Pink Ribbon Program in the U.K.!

July 29, 2011

Doreen Puglisi, Founder of the Pink Ribbon Program has just returned from the U.K., having spent 10 days there training Pilates Instructors and Physiotherapists to become certified Pink Ribbon Program Instructors.

We now have 27 certified Pink Ribbon Program instructors located throughout the U.K.

“It was a wonderful experience and the Pink Ribbon Program is looking toward the future with trainings expanding into the U.K., Ireland, Denmark, Italy, and Holland.”

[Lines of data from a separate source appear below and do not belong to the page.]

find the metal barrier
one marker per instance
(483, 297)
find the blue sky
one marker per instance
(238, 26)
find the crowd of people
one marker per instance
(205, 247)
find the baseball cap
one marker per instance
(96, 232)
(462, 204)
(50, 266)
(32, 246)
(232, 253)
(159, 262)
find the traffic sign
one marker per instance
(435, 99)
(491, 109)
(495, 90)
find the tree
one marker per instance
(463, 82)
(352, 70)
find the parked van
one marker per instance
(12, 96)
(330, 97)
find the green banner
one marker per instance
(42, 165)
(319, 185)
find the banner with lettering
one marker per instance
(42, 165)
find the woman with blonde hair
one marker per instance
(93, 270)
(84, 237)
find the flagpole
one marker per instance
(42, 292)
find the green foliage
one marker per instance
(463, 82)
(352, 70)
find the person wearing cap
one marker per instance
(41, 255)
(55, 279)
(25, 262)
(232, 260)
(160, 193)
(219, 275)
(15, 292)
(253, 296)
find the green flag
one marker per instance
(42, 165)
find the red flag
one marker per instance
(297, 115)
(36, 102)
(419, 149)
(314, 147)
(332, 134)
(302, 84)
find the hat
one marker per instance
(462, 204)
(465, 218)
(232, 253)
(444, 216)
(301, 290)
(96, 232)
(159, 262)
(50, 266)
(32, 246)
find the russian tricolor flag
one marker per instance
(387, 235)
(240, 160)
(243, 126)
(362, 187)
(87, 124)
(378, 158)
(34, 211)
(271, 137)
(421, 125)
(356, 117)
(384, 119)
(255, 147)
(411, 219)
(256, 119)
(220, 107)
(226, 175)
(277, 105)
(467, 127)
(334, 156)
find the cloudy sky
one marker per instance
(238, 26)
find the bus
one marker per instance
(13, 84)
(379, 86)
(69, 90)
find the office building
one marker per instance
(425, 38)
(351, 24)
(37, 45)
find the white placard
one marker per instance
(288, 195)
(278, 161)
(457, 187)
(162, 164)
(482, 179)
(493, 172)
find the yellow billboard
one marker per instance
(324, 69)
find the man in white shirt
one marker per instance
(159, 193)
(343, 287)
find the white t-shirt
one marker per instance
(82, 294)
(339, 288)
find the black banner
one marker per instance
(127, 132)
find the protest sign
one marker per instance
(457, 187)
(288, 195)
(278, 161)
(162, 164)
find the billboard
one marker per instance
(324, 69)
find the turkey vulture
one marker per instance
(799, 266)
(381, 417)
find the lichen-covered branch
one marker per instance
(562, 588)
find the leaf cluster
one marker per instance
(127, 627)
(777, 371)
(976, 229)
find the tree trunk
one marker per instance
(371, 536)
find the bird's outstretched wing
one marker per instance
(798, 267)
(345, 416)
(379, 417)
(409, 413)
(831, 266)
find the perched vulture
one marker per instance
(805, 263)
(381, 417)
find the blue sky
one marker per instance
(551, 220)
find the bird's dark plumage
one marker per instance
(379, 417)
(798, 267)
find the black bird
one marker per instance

Mbodies Pilates and Wellness Studio instructors headed by Instructor Trainer Caroline Murray will be introducing the Pink Ribbon Program for Breast cancer survivors. Mbodies will be the first studio in the U.K. to offer The Pink Ribbon Program  with an initial 6 weeks of supervised exercise in the early post operative stage for Breast Cancer survivors it then transitions to allow continuation in the Mbodies Wellness and then standard classes.

Chris Onslow, business owner of Mbodies Training Academy will be offering continued Pink Ribbon Program Instructor certifications.  Doreen will return to the U.K. in January 2012 to conduct two additional certification trainings.

Please contact Mbodies for registration information.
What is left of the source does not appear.